Era un altro, Carlo Berti. Non sorrideva più, non parlava più. Come se avesse perduto la voglia di vivere. Finché 33 anni dopo, un pomeriggio di metà maggio del 1978, nel giorno in cui il Giro d’Italia passava dalle parti di casa, guardò suo nipote Alessio Stefano negli occhi e gli disse di sedersi, che gli avrebbe raccontato di quella volta che aveva visto Coppi. Chi? Coppi. Fausto Coppi. Il Campionissimo. E in “Uomini forti, uomini fragili su strade maledette”, il nipote svela la storia.
“La sera del primo giugno del 1950, nonno Carlo aveva saputo del passaggio del Giro al bar del paese. Del resto, lui seguiva solo il pugilato, ma gli amici gli proposero di andare l’indomani a vedere un passaggio della carovana del Giro d’Italia. Ci sarebbero andati in bicicletta, tanto più che il giorno successivo, appunto, ricorreva la festa della Repubblica. La tappa partiva da Vicenza per arrivare a Bolzano passando per Bassano del Grappa e il gruppo di amici programmò di posizionarsi in zona Primolano. Una sgambata di una cinquantina di chilometri, una bottiglia di vino a testa, salami, formaggio, tanto entusiasmo e giro organizzato”.
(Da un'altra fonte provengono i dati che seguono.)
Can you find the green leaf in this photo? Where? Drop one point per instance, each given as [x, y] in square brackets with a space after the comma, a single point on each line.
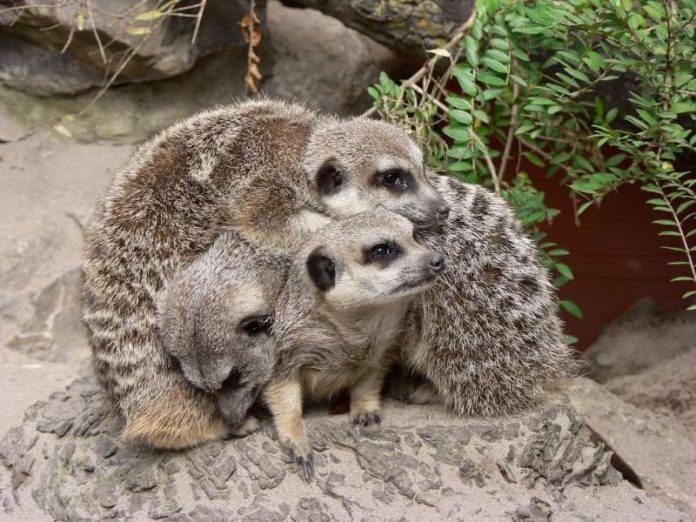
[499, 43]
[458, 133]
[374, 93]
[481, 116]
[647, 117]
[499, 56]
[491, 79]
[467, 85]
[564, 270]
[471, 50]
[495, 65]
[571, 308]
[458, 102]
[460, 116]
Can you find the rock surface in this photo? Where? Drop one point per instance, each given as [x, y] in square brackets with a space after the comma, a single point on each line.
[643, 337]
[319, 61]
[406, 26]
[659, 449]
[34, 33]
[668, 388]
[421, 464]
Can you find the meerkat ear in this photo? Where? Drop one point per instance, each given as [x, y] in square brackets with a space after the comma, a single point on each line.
[321, 269]
[329, 177]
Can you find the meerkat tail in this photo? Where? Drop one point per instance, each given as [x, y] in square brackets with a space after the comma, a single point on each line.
[365, 398]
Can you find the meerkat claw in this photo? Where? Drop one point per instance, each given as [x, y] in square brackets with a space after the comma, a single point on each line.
[367, 419]
[306, 462]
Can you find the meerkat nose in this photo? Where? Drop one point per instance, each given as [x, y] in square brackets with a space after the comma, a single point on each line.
[442, 212]
[437, 264]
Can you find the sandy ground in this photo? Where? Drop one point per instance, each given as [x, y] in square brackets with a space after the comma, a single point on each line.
[49, 188]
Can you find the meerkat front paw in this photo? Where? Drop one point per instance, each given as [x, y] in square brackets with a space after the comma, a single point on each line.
[366, 418]
[301, 454]
[249, 426]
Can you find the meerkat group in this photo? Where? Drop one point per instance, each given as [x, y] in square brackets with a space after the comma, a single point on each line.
[265, 213]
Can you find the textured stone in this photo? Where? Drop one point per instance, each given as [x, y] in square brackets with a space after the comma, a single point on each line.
[406, 26]
[642, 337]
[36, 33]
[320, 61]
[422, 463]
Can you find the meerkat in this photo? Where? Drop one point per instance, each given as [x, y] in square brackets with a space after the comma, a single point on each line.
[338, 317]
[273, 170]
[487, 336]
[214, 318]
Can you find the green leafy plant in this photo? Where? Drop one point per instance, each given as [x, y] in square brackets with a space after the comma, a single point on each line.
[525, 79]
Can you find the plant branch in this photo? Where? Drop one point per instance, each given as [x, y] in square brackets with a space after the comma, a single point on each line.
[420, 73]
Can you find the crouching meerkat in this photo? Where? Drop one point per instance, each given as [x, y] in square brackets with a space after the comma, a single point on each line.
[275, 171]
[214, 318]
[487, 335]
[338, 318]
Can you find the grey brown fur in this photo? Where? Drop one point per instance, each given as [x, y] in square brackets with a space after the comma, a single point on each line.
[487, 335]
[254, 166]
[214, 317]
[339, 316]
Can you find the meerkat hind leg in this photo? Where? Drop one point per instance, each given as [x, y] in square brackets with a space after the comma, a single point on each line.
[284, 399]
[365, 400]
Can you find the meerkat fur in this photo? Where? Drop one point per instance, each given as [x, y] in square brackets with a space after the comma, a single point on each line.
[214, 318]
[271, 169]
[487, 335]
[338, 317]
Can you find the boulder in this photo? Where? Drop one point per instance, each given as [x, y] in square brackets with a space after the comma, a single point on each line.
[422, 463]
[642, 337]
[668, 388]
[104, 36]
[406, 26]
[323, 63]
[658, 448]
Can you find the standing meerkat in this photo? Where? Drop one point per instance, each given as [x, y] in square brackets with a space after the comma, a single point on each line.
[214, 318]
[275, 171]
[338, 318]
[487, 335]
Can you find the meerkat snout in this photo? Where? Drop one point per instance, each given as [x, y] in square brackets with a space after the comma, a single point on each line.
[373, 260]
[359, 165]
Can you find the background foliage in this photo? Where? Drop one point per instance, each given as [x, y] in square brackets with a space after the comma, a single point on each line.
[525, 80]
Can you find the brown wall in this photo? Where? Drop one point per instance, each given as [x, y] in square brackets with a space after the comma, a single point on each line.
[616, 257]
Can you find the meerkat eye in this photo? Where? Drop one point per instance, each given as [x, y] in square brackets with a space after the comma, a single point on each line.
[395, 179]
[382, 253]
[329, 178]
[256, 325]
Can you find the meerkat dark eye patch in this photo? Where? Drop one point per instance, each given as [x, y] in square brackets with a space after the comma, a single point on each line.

Coppi era allo zenith della sua carriera. Aveva già vinto tutto. Avrebbe potuto continuare a farlo, non solo in quel 1950, ma ancora, ma sempre, per sempre, perché sembrava invincibile.
“Ore 5 del mattino, nonno Carlo e altri cinque suoi amici, capitanati da Gino Francia, detto ‘Messiè’, partono da Onara di Tombolo in direzione Primolano per vedere il passaggio del Giro d’Italia e fare un pic-nic all’aria aperta, in collina”. Di più: “Otto bottiglie di Clinto, quattro salami, mezzo chilo di formaggio Asiago e tanta voglia di stare insieme”. Ancora di più: “A fine giornata il vino non bastò e ne comprarono altre quattro bocce da un venditore ambulante che passò di lì con un carrettino”. Hugo Koblet in maglia rosa, Coppi quarto a 3’38”, in fuga il solito irrequieto triestino Guido De Santi. Sulle scale di Primolano, quattro curve secche, i tornanti in pavè, ecco il gruppo, “sullo spiano hanno già preso una certa velocità quando, proprio davanti a nonno Carlo e a Messiè, un corridore cade rovinosamente a terra. Nonno Carlo fa un balzo di 5 metri e tenta di aiutarlo ad alzarsi, ma non ha il coraggio di toccarlo, quello sembra essere svenuto. Subito dopo, arriva l’ammiraglia del direttore di corsa Giuseppe Ambrosini con il dottor Campi. ‘E’ caduto Coppi’, gridano tutti”. Per Coppi una triplice frattura del bacino, a Bartali la tappa, a Koblet il Giro. Al nonno Carlo la storia ai propri piedi. E al nipote Alessio Stefano quel racconto.
Quel racconto ha cambiato la vita al giovane – oggi non più giovane – Berti. Si è appassionato di ciclismo, è uno dei ciclostorici più convinti e coinvolti, scrive per periodici e blog, è l’autore di soggetti teatrali e – appunto – di questo libro pubblicato dalle Edizioni Bertato (400 pagine, 15 euro). Dove non c’è una trama, non c’è una linea, non c’è un progetto se non quello di raccogliere e tramandare storie a pedali (e non a caso Giancarlo Brocci, nell’introduzione, lo definisce uno “Zibaldone”). Si comincia con Sante Pollastri, il bandito - amico no, ma conoscente sì - di Costante Girardengo, e si conclude con le Tre Valli Varesine, una classica del calendario nazionale e dunque internazionale, passando attraverso le vicende di campioni come Bartali e Coppi, Anquetil e Gimondi, Taccone e Ocana, ma anche di Panizza e Beccia, o recuperando le parabole di Enrico Brusoni che conquistò un oro olimpico senza medaglia e senza titolo, o di Flavio Martini, fenomeno fra i dilettanti e inespresso fra i professionisti, o ritrovando giornate terribili come quella del Bondone al Giro del 1956, o descrivendo chilometri infernali come quelli della Parigi-Roubaix.